Mapa rynku
Mocno czerwony początek piątkowej sesji w Warszawie. O godzinie 10:03 indeks WIG20 spadał o 1,85 proc. do 2.586 pkt., WIG o 1,77 proc. do 92.805 pkt., mWIG40 o 1,55 proc. do 7.042 pkt., a sWIG80 o 1,29 proc. do 2.600 pkt. To nie jest wyjątek. W równie słabych nastrojach zakończył się dziś handel na azjatyckich giełdach. Od spadków dzień rozpoczęła również większość europejskich indeksów.

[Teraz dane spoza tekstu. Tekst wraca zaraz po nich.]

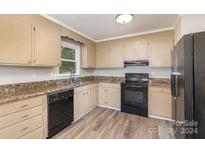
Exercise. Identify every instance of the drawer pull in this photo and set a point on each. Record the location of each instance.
(23, 106)
(25, 128)
(25, 116)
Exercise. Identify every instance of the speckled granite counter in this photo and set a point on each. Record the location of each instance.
(19, 91)
(160, 82)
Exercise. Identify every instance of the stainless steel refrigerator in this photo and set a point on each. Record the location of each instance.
(188, 86)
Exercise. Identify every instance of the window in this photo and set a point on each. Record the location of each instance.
(70, 59)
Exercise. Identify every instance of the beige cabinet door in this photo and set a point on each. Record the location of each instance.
(142, 50)
(116, 55)
(47, 43)
(91, 56)
(160, 103)
(102, 96)
(96, 95)
(160, 55)
(79, 105)
(114, 97)
(88, 55)
(15, 39)
(102, 56)
(129, 50)
(90, 100)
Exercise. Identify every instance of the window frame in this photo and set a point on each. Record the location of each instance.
(76, 47)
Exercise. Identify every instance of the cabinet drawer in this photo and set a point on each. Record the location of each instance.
(91, 86)
(159, 89)
(20, 105)
(160, 104)
(20, 116)
(22, 128)
(36, 134)
(110, 85)
(79, 90)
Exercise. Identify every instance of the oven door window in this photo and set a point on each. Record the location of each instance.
(135, 97)
(59, 112)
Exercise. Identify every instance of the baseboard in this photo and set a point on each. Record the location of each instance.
(159, 117)
(109, 107)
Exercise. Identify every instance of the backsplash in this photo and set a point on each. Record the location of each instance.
(154, 72)
(40, 86)
(11, 74)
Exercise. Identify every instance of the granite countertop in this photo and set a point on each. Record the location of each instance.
(160, 82)
(15, 92)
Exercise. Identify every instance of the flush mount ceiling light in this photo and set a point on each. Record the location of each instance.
(124, 18)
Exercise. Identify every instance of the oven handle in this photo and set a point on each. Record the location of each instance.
(132, 86)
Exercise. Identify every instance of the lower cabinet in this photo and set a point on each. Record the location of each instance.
(85, 99)
(160, 102)
(110, 94)
(24, 119)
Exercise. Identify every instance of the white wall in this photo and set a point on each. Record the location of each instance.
(9, 74)
(189, 23)
(154, 72)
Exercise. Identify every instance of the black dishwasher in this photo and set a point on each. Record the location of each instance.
(60, 111)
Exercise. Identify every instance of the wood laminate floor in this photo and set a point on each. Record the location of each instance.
(104, 123)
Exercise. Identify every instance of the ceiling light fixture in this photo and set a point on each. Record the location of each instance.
(124, 18)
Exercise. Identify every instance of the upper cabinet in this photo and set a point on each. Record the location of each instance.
(142, 50)
(109, 55)
(154, 47)
(102, 55)
(136, 50)
(116, 55)
(29, 40)
(47, 44)
(161, 44)
(88, 55)
(88, 48)
(15, 40)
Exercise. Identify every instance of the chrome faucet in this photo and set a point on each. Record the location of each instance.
(73, 78)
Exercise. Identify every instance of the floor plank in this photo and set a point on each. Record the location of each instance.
(104, 123)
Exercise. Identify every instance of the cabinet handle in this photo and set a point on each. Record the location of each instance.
(23, 106)
(25, 128)
(25, 116)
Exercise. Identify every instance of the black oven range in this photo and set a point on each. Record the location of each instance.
(134, 94)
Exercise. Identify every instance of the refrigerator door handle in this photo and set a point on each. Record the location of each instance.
(175, 83)
(173, 88)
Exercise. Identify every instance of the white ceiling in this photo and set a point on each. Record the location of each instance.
(103, 26)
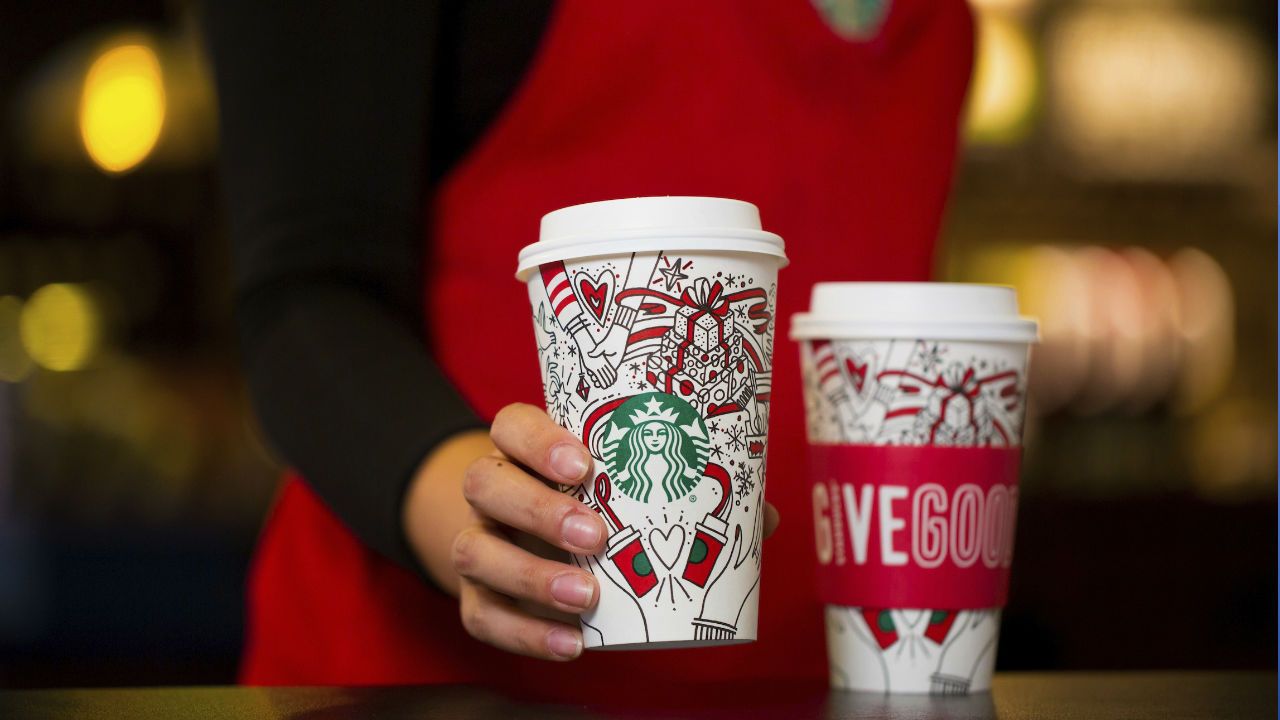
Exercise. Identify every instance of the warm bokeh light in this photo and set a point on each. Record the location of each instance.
(62, 327)
(1206, 324)
(14, 361)
(1005, 86)
(1155, 94)
(122, 106)
(1120, 329)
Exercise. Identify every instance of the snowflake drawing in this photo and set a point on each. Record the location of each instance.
(928, 356)
(744, 482)
(736, 440)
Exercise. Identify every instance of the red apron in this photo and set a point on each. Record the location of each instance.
(846, 147)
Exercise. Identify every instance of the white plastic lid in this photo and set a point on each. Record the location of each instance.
(640, 224)
(983, 313)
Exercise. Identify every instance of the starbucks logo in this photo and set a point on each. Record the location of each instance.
(656, 441)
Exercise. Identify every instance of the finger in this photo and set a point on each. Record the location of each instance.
(529, 437)
(771, 519)
(493, 619)
(483, 556)
(499, 490)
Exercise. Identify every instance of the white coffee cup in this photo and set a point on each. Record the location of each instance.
(897, 376)
(654, 320)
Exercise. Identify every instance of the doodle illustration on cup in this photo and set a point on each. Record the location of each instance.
(654, 326)
(915, 397)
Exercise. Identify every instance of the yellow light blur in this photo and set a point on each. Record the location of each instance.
(1005, 82)
(122, 106)
(1206, 323)
(1156, 92)
(14, 363)
(62, 327)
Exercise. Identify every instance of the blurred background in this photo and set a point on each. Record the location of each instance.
(1119, 168)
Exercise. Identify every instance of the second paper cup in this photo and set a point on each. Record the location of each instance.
(915, 397)
(654, 324)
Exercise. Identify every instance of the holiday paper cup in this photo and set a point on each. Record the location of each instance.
(654, 327)
(914, 399)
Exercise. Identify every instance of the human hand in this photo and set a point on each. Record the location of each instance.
(502, 588)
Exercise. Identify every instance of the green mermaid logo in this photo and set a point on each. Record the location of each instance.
(656, 440)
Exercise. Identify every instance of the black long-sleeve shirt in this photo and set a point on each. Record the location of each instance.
(337, 118)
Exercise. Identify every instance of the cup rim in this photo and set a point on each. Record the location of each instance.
(650, 240)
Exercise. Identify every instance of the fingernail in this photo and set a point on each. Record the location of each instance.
(572, 589)
(563, 642)
(581, 531)
(568, 461)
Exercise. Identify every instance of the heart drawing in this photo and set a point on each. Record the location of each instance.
(667, 546)
(595, 292)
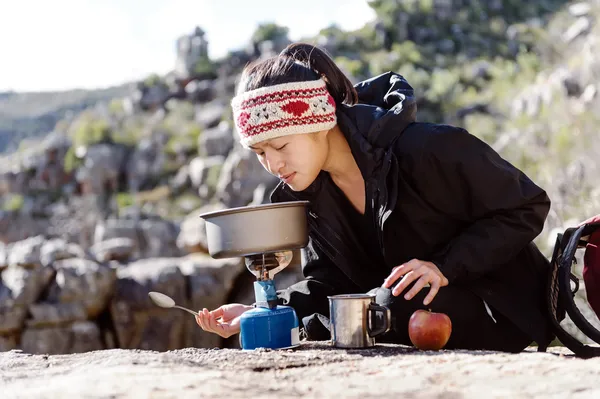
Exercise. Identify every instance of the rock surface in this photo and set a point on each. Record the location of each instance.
(312, 370)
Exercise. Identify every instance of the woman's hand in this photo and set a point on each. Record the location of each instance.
(425, 272)
(224, 321)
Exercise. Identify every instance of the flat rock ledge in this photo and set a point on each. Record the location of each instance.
(313, 370)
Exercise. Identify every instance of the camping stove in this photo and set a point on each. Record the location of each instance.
(266, 236)
(268, 325)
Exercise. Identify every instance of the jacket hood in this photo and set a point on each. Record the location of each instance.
(387, 105)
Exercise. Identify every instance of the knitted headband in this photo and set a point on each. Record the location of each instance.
(288, 108)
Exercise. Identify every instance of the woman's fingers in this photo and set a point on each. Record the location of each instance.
(421, 282)
(433, 290)
(397, 272)
(406, 281)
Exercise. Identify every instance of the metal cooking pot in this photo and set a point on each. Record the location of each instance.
(251, 230)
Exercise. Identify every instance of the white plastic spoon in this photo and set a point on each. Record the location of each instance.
(165, 301)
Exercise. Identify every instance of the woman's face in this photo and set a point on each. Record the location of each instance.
(296, 159)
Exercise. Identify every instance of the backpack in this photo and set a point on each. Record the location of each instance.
(561, 297)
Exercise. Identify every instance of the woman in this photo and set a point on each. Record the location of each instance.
(425, 216)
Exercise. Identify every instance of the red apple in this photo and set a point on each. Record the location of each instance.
(429, 330)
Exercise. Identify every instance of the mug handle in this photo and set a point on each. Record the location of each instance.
(387, 315)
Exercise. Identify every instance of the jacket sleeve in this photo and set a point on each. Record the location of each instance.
(502, 209)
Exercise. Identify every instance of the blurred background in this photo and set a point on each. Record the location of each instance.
(116, 132)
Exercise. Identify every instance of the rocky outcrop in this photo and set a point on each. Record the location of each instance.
(57, 298)
(314, 370)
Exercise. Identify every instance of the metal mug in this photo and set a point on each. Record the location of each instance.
(353, 319)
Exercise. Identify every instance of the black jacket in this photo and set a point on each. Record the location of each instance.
(433, 192)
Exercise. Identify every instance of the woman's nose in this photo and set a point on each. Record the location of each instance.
(275, 163)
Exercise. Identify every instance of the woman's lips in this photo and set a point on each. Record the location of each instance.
(288, 178)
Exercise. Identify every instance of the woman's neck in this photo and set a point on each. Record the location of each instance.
(340, 163)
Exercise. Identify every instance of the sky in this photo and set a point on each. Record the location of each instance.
(66, 44)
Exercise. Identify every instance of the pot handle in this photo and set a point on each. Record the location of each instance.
(387, 316)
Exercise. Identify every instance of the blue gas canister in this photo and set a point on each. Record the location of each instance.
(269, 328)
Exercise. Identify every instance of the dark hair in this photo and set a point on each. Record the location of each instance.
(299, 62)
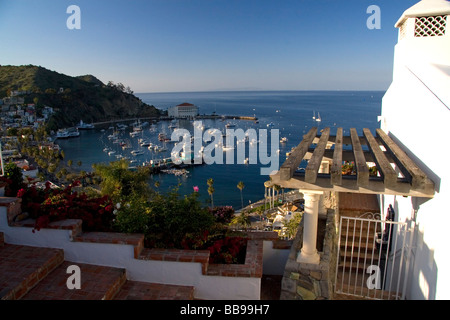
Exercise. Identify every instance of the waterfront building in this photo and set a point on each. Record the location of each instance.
(184, 110)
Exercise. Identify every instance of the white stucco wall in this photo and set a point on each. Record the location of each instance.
(122, 256)
(415, 113)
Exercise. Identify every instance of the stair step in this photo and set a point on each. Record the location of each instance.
(135, 290)
(97, 283)
(22, 267)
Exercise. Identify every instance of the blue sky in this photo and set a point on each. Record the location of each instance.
(203, 45)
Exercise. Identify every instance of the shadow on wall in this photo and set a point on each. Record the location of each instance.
(430, 174)
(423, 277)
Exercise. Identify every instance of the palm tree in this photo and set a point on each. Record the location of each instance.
(210, 183)
(242, 219)
(277, 189)
(241, 186)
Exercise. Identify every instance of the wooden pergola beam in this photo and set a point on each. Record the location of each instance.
(316, 160)
(336, 167)
(383, 165)
(362, 171)
(414, 181)
(291, 164)
(410, 170)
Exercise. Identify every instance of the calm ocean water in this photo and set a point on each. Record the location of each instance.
(290, 111)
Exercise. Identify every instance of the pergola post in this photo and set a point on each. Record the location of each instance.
(308, 252)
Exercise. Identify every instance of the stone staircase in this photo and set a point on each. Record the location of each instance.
(36, 273)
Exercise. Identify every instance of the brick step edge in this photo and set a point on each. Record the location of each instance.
(35, 277)
(136, 290)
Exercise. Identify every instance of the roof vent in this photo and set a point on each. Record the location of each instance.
(433, 26)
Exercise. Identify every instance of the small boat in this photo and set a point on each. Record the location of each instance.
(145, 143)
(318, 119)
(74, 134)
(62, 134)
(85, 126)
(162, 136)
(137, 152)
(134, 133)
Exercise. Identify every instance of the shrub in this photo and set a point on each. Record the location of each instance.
(14, 179)
(222, 214)
(228, 250)
(48, 205)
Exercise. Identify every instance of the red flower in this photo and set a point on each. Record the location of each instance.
(21, 193)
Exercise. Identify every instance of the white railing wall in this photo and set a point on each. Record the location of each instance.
(372, 258)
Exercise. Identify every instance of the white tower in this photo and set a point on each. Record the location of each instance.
(416, 114)
(422, 53)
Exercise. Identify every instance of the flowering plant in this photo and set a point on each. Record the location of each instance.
(222, 214)
(47, 205)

Trump wywołał armagedon na Wall Street
Głównym źródłem pogorszenia nastrojów na giełdzie w Warszawie i innych globalnych rynkach akcji jest środowa decyzja prezydenta Donalda Trumpa, który nałożył cła na towary importowane do USA. To wywołało obawy o spowolnienie gospodarcze, wyniki spółek, a w USA jeszcze o inflację. Ekonomiści banku JP Morgan wyliczają, że średnia podwyżka taryf celnych wyniosła 22 proc., co odpowiada najwyższej podwyżce podatków w USA od 1968 proc. W efekcie czego podwyższyli oni prawdopodobieństwo wystąpienia globalnej recesji do 60 proc. z wcześniej szacowanych 40 proc.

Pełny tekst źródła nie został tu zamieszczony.